Mr. SAVAGE: As the guest of honor.
INSKEEP: Yes, exactly. Not just going.
Mr. SAVAGE: We made a mad dash to Canada. We actually, up until the week before our 10th anniversary party, were still hemming and hawing and probably not going to do it, and then my mother sat us both down and read us the marriage riot act. And we decided to head up to Canada the day before our big anniversary party, and so unfamiliar is the ritual to us that we were on our way and we didn't have rings. And it didn't occur to us that we needed rings to get married. And the woman who performed the ceremony called us, `Be sure to bring rings.' And we freaked out. We didn't know what to do. So we pulled off the road on our way out of Seattle and found this little rocker jewelry store where you could get a couple of, like, cheep silver bands 'cause we didn't think we would wear them after the ceremony for very long. And we went in and DJ decided he was going to pick out the rings, and so he picked out these rings with skulls on them. They were...

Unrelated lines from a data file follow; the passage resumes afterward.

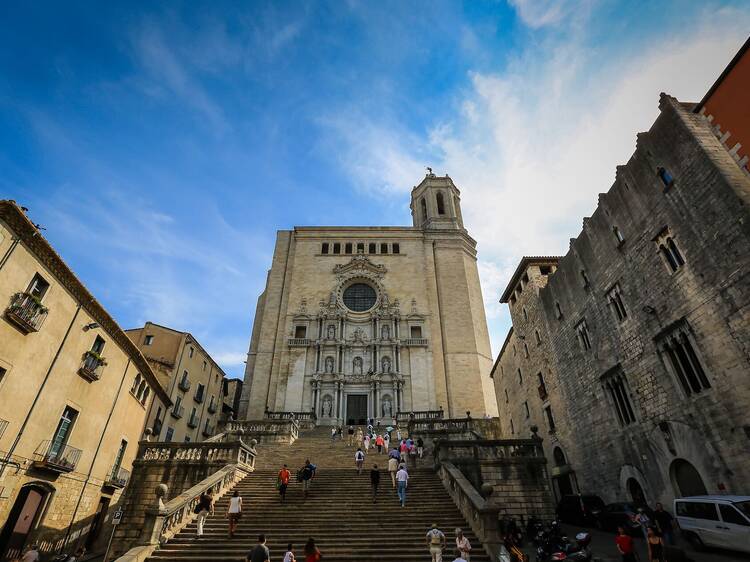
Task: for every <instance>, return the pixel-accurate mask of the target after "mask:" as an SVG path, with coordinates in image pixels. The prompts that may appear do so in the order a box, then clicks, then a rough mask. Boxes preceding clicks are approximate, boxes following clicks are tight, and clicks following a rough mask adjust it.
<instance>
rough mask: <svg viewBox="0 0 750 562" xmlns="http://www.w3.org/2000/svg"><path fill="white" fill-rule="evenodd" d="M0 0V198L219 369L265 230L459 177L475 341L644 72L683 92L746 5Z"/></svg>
mask: <svg viewBox="0 0 750 562" xmlns="http://www.w3.org/2000/svg"><path fill="white" fill-rule="evenodd" d="M26 4H28V5H27V6H19V5H10V4H6V5H5V6H3V7H2V8H0V171H1V172H0V197H3V198H11V199H15V200H17V201H19V202H20V203H22V204H23V205H25V206H27V207H29V209H30V216H31V217H32V218H33V219H34V220H35V221H36V222H38V223H40V224H41V225H43V226H44V227H45V228H46V230H45V231H44V234H45V236H47V238H48V239H49V240H50V241H51V242H52V244H53V245H54V246H55V247H56V248H57V249H58V251H59V252H60V253H61V254H62V256H63V257H64V259H65V260H66V261H67V262H68V263H69V264H70V265H71V267H72V268H73V269H74V271H76V273H77V274H78V275H79V276H80V278H81V279H82V280H83V281H84V283H86V285H87V286H88V287H89V288H90V289H91V290H92V292H93V293H94V294H95V295H96V296H97V297H98V298H99V299H100V300H101V301H102V302H103V303H104V305H105V306H106V307H107V308H108V309H109V311H110V312H111V313H112V314H113V315H114V317H115V318H116V319H117V320H118V321H119V322H120V324H121V325H122V326H123V327H125V328H129V327H135V326H137V325H140V324H142V323H143V322H145V321H146V320H152V321H154V322H158V323H162V324H166V325H169V326H172V327H175V328H178V329H183V330H187V331H190V332H192V333H193V334H194V335H195V336H196V337H197V338H198V339H199V341H201V343H202V344H203V345H204V346H205V347H206V348H207V349H208V350H209V351H210V352H211V353H212V354H213V355H214V357H216V358H217V359H218V360H219V362H220V363H221V364H222V366H223V367H224V368H225V370H226V371H227V373H228V374H229V375H230V376H241V374H242V372H243V370H244V366H243V363H242V362H243V360H244V359H245V353H246V351H247V346H248V342H249V336H250V330H251V326H252V319H253V315H254V307H255V300H256V298H257V295H258V294H259V293H260V291H262V288H263V285H264V282H265V276H266V271H267V269H268V267H269V266H270V261H271V253H272V251H273V243H274V238H275V232H276V230H278V229H288V228H291V227H292V226H294V225H327V224H328V225H332V224H336V225H339V224H340V225H348V224H358V225H377V224H388V225H399V224H410V216H409V210H408V194H409V191H410V189H411V187H412V186H413V185H414V184H416V183H418V182H419V181H420V179H421V177H422V175H423V174H424V166H426V165H430V166H432V167H433V168H435V171H436V172H437V173H445V172H447V173H449V174H450V175H451V177H452V178H453V179H454V181H456V183H457V184H458V186H459V188H460V189H461V190H462V204H463V209H464V217H465V222H466V226H467V228H468V229H469V232H470V233H471V234H472V235H473V236H474V237H475V238H476V239H477V240H478V243H479V252H480V262H479V267H480V274H481V277H482V282H483V290H484V297H485V301H486V304H487V313H488V318H489V322H490V330H491V335H492V341H493V352H495V353H496V352H497V351H498V349H499V344H500V342H502V339H503V338H504V336H505V332H506V331H507V328H508V326H509V320H508V317H507V312H506V311H505V310H504V309H503V308H502V307H501V306H499V305H498V303H497V299H498V296H499V293H500V291H501V290H502V288H503V287H504V283H505V282H507V280H508V278H509V276H510V273H511V272H512V270H513V269H514V268H515V265H516V264H517V262H518V259H519V258H520V257H521V256H522V255H524V254H557V253H564V252H565V251H566V248H567V245H568V239H569V238H571V237H574V236H576V235H577V234H578V232H579V230H580V226H581V220H582V218H583V216H585V215H587V214H590V213H591V212H592V211H593V209H594V207H595V205H596V197H597V194H598V193H599V192H603V191H606V190H607V189H608V188H609V186H610V185H611V182H612V180H613V178H614V170H615V166H616V165H617V164H620V163H623V162H625V161H627V159H628V157H629V155H630V153H631V152H632V150H633V148H634V145H635V133H636V132H637V131H639V130H645V129H647V128H648V127H649V125H650V123H651V122H652V121H653V119H654V118H655V117H656V115H657V102H658V95H659V92H661V91H666V92H668V93H671V94H673V95H675V96H677V97H678V98H679V99H682V100H685V101H692V100H698V99H700V97H701V96H702V94H703V93H704V92H705V91H706V89H707V88H708V87H709V86H710V84H711V83H712V82H713V80H715V78H716V77H717V76H718V74H719V73H720V72H721V70H722V69H723V67H724V66H725V65H726V64H727V63H728V61H729V60H730V59H731V57H732V55H733V54H734V52H736V50H737V49H738V48H739V47H740V45H741V44H742V42H743V41H744V40H745V38H746V36H747V33H748V30H750V10H748V9H747V8H748V4H747V2H739V1H735V2H732V1H727V2H711V1H708V2H705V1H704V2H690V1H688V0H683V1H674V2H669V1H665V2H643V3H640V2H632V1H629V2H615V1H597V0H586V1H582V2H572V1H569V0H559V1H555V2H553V1H547V0H536V1H534V0H511V1H509V2H507V3H506V2H504V1H480V0H476V1H471V2H465V3H460V2H441V1H434V0H433V1H430V2H405V1H394V2H364V1H363V2H356V1H353V0H352V1H344V0H339V1H334V2H322V1H320V2H246V3H239V2H216V1H214V2H197V1H195V2H184V3H180V2H160V3H146V2H119V3H115V2H104V3H101V2H98V3H93V2H68V3H64V4H63V3H59V2H38V3H26Z"/></svg>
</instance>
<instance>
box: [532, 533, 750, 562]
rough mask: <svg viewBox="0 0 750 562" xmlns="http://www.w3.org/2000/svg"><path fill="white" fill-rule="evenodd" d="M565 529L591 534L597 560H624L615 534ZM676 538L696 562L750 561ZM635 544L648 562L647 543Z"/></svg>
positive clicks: (747, 556) (730, 551) (571, 534)
mask: <svg viewBox="0 0 750 562" xmlns="http://www.w3.org/2000/svg"><path fill="white" fill-rule="evenodd" d="M563 529H565V531H566V532H567V533H568V536H570V537H572V536H575V534H576V533H580V532H581V531H586V532H588V533H591V550H592V552H593V553H594V559H595V560H600V561H601V562H620V561H621V560H622V557H621V556H620V553H619V552H617V547H616V546H615V534H614V533H607V532H604V531H599V530H596V529H584V528H580V527H572V526H570V525H563ZM675 538H676V540H677V546H678V547H680V548H682V549H683V550H684V551H685V554H686V555H687V556H688V559H690V560H694V561H695V562H748V561H749V560H750V555H746V554H742V553H739V552H732V551H729V550H707V551H706V552H696V551H695V550H693V548H692V547H691V546H690V545H689V544H687V543H686V542H685V541H683V540H682V539H681V538H680V537H679V532H678V533H677V536H676V537H675ZM635 544H636V550H637V552H638V555H639V557H640V560H641V562H648V553H647V552H646V543H645V541H644V540H643V539H641V538H637V539H635ZM529 559H530V560H532V561H533V560H535V555H534V553H532V552H529Z"/></svg>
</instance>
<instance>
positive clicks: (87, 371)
mask: <svg viewBox="0 0 750 562" xmlns="http://www.w3.org/2000/svg"><path fill="white" fill-rule="evenodd" d="M106 364H107V363H106V362H105V361H104V358H103V357H101V356H99V354H98V353H96V352H95V351H87V352H86V353H84V354H83V363H81V367H80V368H79V369H78V374H79V375H81V376H82V377H83V378H84V379H86V380H88V381H92V382H93V381H98V380H99V379H100V378H102V368H103V367H104V365H106Z"/></svg>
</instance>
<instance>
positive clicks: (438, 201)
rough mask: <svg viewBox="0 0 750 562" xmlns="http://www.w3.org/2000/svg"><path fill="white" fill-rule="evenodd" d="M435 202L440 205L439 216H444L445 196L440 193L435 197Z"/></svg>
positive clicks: (439, 209) (438, 212)
mask: <svg viewBox="0 0 750 562" xmlns="http://www.w3.org/2000/svg"><path fill="white" fill-rule="evenodd" d="M435 200H436V202H437V205H438V215H444V214H445V200H444V199H443V194H442V193H440V192H439V191H438V194H437V195H436V196H435Z"/></svg>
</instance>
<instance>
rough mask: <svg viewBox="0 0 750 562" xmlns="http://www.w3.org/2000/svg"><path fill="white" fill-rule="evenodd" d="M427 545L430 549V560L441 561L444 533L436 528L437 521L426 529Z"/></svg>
mask: <svg viewBox="0 0 750 562" xmlns="http://www.w3.org/2000/svg"><path fill="white" fill-rule="evenodd" d="M427 547H428V548H429V549H430V556H432V562H443V548H445V535H444V534H443V532H442V531H441V530H440V529H438V526H437V523H433V524H432V528H431V529H430V530H429V531H427Z"/></svg>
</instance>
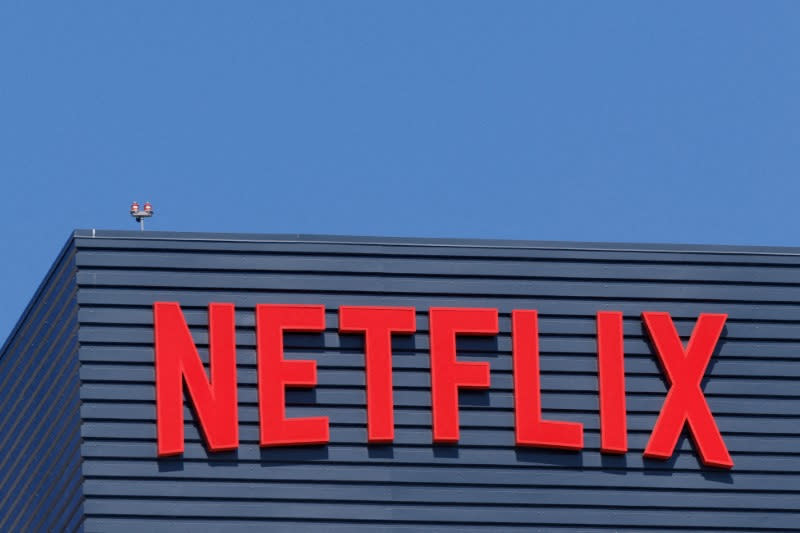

INSKEEP: Your son picked out the rings?
Mr. SAVAGE: Yeah. And I was appalled. I'm not a rocker, and I didn't want to wear this ring. And we were, like, `Deej, like, what about these rings? What about these simple ones?' He said, `Dad, don't you understand you're going to get married? That means you have to stay together till you die.' And we figured, `Ah, what the hell, we're never going to wear these rings after today,' and almost a year later, I'm still wearing this big clunky rocker skull ring on my finger everywhere I go. I feel ridiculous.
INSKEEP: Dan Savage is the author of "The Commitment." Thanks very much.
Mr. SAVAGE: Thank you for having me.
INSKEEP: This is MORNING EDITION from NPR News. I'm Steve Inskeep.